The next two days were opened to the public and were sprinkled with a lot of discussions about art and artists (MacArthur fellow, Njideka Akunyili Crosby, delivered her first talk in Nigeria), music shows and spontaneous art performances.

Art X’s most important attribute, perhaps, is the high level of diversity it strives to achieve. A Dutch entrepreneur plying her trade in Lagos, Sanne Steamers, told this newspaper this was what struck her most about the art fair. “The diversity on display is simply amazing,” she said. A paper artist, Morenike Gbadamosi, also said: “I had an idea it was going to be quite diverse, but I didn’t expect it to be on this level. It’s a really rich fair and just shows that Africa has a lot to offer.”

A brief back-story
When Tokini Peterside was a child, she was very interested in art. She used to draw and paint and her parents, who collect art, paid for her to attend art lessons. But she had no pretensions of becoming a professional artist. “I would say my real interest, in depth, came about when I was in my teenage years, when my mother was collecting quite a lot of art,” Peterside told this newspaper, during an interview in her Lagos office one sunny morning, last month. She wore a dark, lacey blouse and spoke in long, almost perfect sentences couched in fine diction.

After secondary school, Peterside proceeded to the London School of Economics to study Law. At the LSE, she immersed herself in culture – literature, music, fashion, food, art – so much that, despite her first class honours Law degree, she knew, after graduation, that all she wanted was to work in the culture sector. During law school, she started to write a food cum fashion column in the now defunct NEXT newspaper. Among her friends, she became the go-to consultant and expert on everything culture.
In 2008, Peterside started collecting art when she attended an ArtHouse auction where she bought a piece by Oyerinde Olotu, an artist who considers himself an impressionist with a leaning towards scenes and historical subjects.

Peterside went on to volunteer at ArtHouse – the auction house which she credits for being the “channel through which I started to appreciate the diversity of artists in Nigeria” – before moving to work with the Moet Hennessy Group, where she was Head of Communications. While there, the brand sponsored several cultural projects in fashion, music and film. “It also exposed me to the art sector, because we sponsored many art gallery events,” Peterside said. “So I carried on personally collecting art and became more and more interested in Nigerian artists and started to add to my collection.”
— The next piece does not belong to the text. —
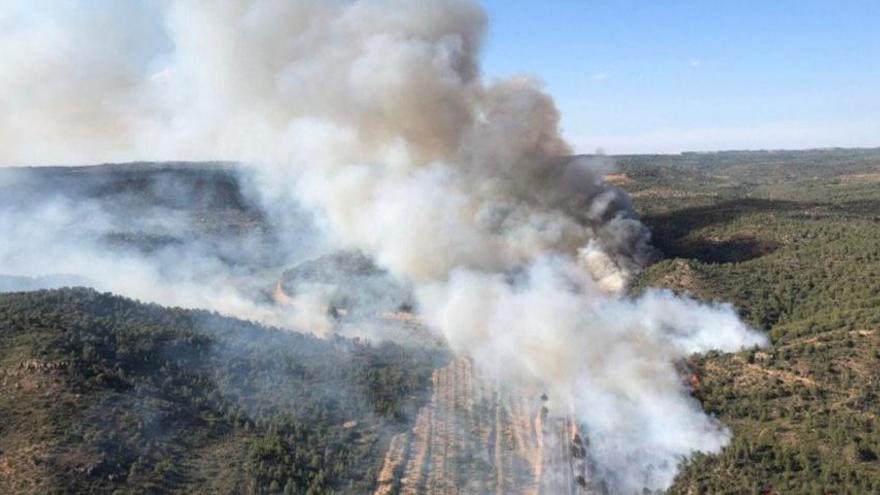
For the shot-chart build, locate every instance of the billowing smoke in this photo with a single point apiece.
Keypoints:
(374, 115)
In 2013, she left Moet Hennessy to launch her consulting business, TP Collective and her largest client a business owned by Ms. Reni Folawiyo, a business which Peterside later named Alara.
Alara’s portfolio includes an art gallery and her research on how to improve the business took her across Nigeria and Africa, where she had meetings with a plethora of artists.
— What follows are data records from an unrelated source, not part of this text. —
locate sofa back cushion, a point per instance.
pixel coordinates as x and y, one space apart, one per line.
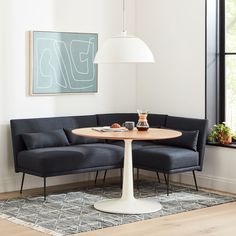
191 124
55 138
77 139
38 125
188 140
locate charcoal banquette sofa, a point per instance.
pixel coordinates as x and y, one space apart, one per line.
46 147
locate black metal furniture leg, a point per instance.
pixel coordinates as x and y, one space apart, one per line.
195 180
121 177
44 188
158 177
96 177
168 184
22 183
104 177
165 177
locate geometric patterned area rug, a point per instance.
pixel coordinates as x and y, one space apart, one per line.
73 212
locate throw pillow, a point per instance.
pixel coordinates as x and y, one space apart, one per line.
53 138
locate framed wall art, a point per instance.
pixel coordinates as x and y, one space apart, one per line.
62 62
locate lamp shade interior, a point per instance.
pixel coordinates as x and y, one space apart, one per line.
124 49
“And that was when my eyes were opened to the pan-African art world, to see and experience the great artists that existed within Nigeria but also outside Nigeria’s shores,” Peterside said. Because she was consulting for several clients in the luxury and culture sector at this time too, she was able to recognise that while other sub-sectors in culture were all making tremendous progress, art did not enjoy the same kind of fillip. “I began to think of what else could be added to this sector to ensure that we give it the same kind of boost that the music, film and fashion sectors have had?”

In 2015, Peterside left her consulting business to study for an MBA at one of the world’s leading graduate business schools, INSEAD. That year, a Nigerian living in Germany, Okwui Enwezor, was selected to curate the Olympics of art fairs, the Venice Biennale. He was the first African to be selected curator in the Biennale’s 120 year history and he brought more than 15 sub-Saharan artists to his central exhibition ‘All the World’s Futures’, marking the highest representation of African artists at the renowned art showcase. Peterside, who was then in nearby France, attended.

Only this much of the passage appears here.